I have been thinking a lot about memory. I’m losing mine, it seems, like a lot of my aged friends, but I’m realizing that it is short-term memories that go, not the ones from seventy years ago.
In fact, Blood Sisters, had its beginning in a memory of a 1940’s house, the first house my parents bought, a Cape Cod. No one in my family had ever been East and we were not sure what that meant. Our Cape Cod was a two-bedroomed, unfinished attic and basement, square house with one large plate window in the living room, surrounded by twenty or more similar houses with plate glass windows. It was heaven, for my mother, and a haven for the rest of us. My bedroom in the attic was blue, my sister’s pink, and I smile now at the innocent growing up I accomplished that house.

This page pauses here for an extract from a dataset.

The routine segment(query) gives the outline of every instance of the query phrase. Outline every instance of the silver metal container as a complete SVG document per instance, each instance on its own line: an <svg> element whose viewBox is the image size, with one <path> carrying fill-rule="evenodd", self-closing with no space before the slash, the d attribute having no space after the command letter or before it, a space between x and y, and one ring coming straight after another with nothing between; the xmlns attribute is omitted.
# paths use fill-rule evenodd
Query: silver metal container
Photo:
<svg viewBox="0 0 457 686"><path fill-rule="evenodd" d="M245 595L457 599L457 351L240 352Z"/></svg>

This year has become an old-peoples’ story: a sick spouse, an agitated wife, anxious hours of waiting beside a bed. We needed a break, and we decided that we would go to the coast, visit a town I knew well years ago, and of which we owned a part after we married. A return to the past for both of us.
Everything was different. Our favorite restaurant as closed, the old coffee shop was gone, the huge creamery a town away was handing out free ice cream, causing massive highway congestion from which we turned back.
Exhausted, my husband said he needed a nap. I needed to walk on the sand scattered with agates one more time to confirm a memory or two.
Was the cedar cabin on the hill, in the trees, my retreat for a month, the place in which I found myself, part of me at least, after losing a marriage, still there? I couldn’t remember the street. I only had a guess at how far up the steep roads above the ocean it would be. I remembered patterned siding, a wooden walk to its front door, a small stained glass window, trees hiding the rolling ocean below. I started walking.
I should have brought my cane. I rested as few times on concrete curbs as I made my way up.
Ahead of me a man sauntered along with his dog. I asked him if he knew of an unusual cedar house in the woods. I explained that I had an old, fine memory of spending a month recovering in it years before. He said he might know of a place like that. And minutes later, the house appeared on the left side of the road. I hesitated. He took my arm, led me to the wooden walk. “No one’s here. Do you want to go closer?” I touched the open gate and turned back. “No, this is enough. It is just as I remember it.”
I made my way down the hill to my next memory, the tunnel through the promontory at the end of the beach. I knew what’s on the other side–monoliths rising out of the sea. I had used a screwdriver to scrape off mussels at their bases, working fast to beat the tide, carried them to the cedar house wrapped in my sweatshirt. The tunnel was still there. Slippery rocks lined its dark path. I took two steps and knew I’d never make it to the exit. Then a man asked if I wanted help. “I just want to see one of the big rocks again,” I murmured.
He reached out a huge hand, took mine in one of his, his lighted i-phone in the other, and said, “Let’s go.” As we chose our steps carefully, I told him I’d written a novel about these rocks, this place.
The monoliths were still there. Like memories. We turned back.
At the entrance I found a waiting husband, who smiled, asked, “Like it used to be?”
“Yes,” I told him, “somethings will never change.”